Authors I Apppreciate

I have been an avid reader of fiction all of my life. Every author writes in order to be read–stands to reason doesn’t it? And yet I have found that publishers of fiction are the biggest impediment to aspiring writers due to their often impersonal and cutthroat manner. Most writers can tell you about the scores of negative responses (or non-responses) from editors and publishers. Too often their minds are made up as to what they are looking for…and often they don’t see very well-read! Most seem to want another Harry Potter or the like, i.e. a money-spinner and not a provocative voice. In any case, as much as my busy retired life in France will allow me, I have decided to share names and works of authors I like to read.

I am going to start with the author I have mostly recently discovered (thanks to his sister!). His name is Drew Bridges. Click on his name to learn more about him and his works. Below is his most recent novel along with my review on Amazon:

5.0 out of 5 stars Mr. Bierce Is Dead and Well…Reviewed in the United States on March 12, 2022

Whether or not you are familiar with works of “Fierce Bierce,” his amanuensis, Drew Bridges, will clue you in to his life and personality. True to Bridges’ professional life of working with troubled minds/souls, he brings his experience with the inner workings of hurting humanity to front and centre as various persons, including Bierce and his thinly disguised Buddhist friend, “Sid,” get involved in the ‘lives’ of both the dead and the living. If you care at all about your fellow human beings, you will find yourself drawn into this interesting romp through the afterlife as each person seeks ‘resolution’ with who they were and now are. Or, if you are simply drawn to a good murder mystery, you’ll get that as well. Lots of good twists and turns to keep you on your mental toes. This novel is both thoughtful and entertaining.

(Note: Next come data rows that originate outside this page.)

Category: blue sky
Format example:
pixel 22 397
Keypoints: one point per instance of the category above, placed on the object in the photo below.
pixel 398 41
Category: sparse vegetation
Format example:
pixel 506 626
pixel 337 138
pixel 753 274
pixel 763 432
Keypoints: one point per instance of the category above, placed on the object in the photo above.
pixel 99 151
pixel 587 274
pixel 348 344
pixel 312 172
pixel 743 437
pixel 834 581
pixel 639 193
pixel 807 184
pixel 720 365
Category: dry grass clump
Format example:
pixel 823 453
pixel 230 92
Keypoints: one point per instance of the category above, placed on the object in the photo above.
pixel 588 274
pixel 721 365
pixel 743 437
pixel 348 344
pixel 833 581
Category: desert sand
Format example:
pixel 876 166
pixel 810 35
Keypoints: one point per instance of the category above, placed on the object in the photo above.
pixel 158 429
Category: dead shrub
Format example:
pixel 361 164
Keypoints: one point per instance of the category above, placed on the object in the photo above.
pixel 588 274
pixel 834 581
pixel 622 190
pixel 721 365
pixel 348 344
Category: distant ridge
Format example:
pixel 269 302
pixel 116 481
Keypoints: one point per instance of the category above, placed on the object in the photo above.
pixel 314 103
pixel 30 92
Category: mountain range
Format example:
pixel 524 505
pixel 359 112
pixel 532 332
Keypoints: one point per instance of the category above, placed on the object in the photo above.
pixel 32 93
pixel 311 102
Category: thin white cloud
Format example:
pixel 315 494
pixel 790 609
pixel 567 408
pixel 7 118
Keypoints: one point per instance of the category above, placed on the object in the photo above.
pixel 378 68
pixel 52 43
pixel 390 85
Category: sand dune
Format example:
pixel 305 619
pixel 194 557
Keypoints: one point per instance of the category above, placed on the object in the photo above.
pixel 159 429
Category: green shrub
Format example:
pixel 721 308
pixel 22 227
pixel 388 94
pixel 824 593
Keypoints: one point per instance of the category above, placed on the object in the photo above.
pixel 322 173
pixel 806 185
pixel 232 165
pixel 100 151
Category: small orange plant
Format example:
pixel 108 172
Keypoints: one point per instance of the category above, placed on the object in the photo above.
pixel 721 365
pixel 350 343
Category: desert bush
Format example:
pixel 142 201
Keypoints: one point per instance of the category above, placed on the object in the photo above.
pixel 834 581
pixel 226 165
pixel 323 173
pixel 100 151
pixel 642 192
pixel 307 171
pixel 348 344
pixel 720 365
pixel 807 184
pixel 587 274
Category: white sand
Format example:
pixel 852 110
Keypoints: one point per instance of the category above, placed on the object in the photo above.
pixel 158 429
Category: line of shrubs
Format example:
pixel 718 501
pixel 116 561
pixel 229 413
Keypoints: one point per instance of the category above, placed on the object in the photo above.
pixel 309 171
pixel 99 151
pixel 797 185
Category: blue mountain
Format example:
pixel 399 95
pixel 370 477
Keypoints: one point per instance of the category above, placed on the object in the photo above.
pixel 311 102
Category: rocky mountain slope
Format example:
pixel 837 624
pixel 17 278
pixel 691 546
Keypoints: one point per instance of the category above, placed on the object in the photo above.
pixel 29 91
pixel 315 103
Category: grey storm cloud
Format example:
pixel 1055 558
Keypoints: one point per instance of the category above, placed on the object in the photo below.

The ghost of Ambrose Bierce, American writer and civil war Union soldier, has been displaced from the home he had been haunting. Enlisting the aid of a “haunting agent,” he finds a new residence that has the requisite dark history and terrible secret that makes it appropriate for haunting. Here he meets new spirits who reside in this version of the afterlife, a middle place between life and the ultimate destination.

Against his intentions, Bierce becomes caught up in the unsolved mystery of his new haunt. In partnership with an old friend, a Buddhist priest named “Sid” who has inhabited the spirit world for 25 centuries, he reluctantly involves himself in the matters of still living people. Bierce and his friend also become aware of the presence of mysterious “others” who are spirits who never held human form. Bierce, Sid, and other new spirit friends ultimately find themselves as part of a quest to save a human life, rescue another spirit from oblivious, and discover the identity of the “others.”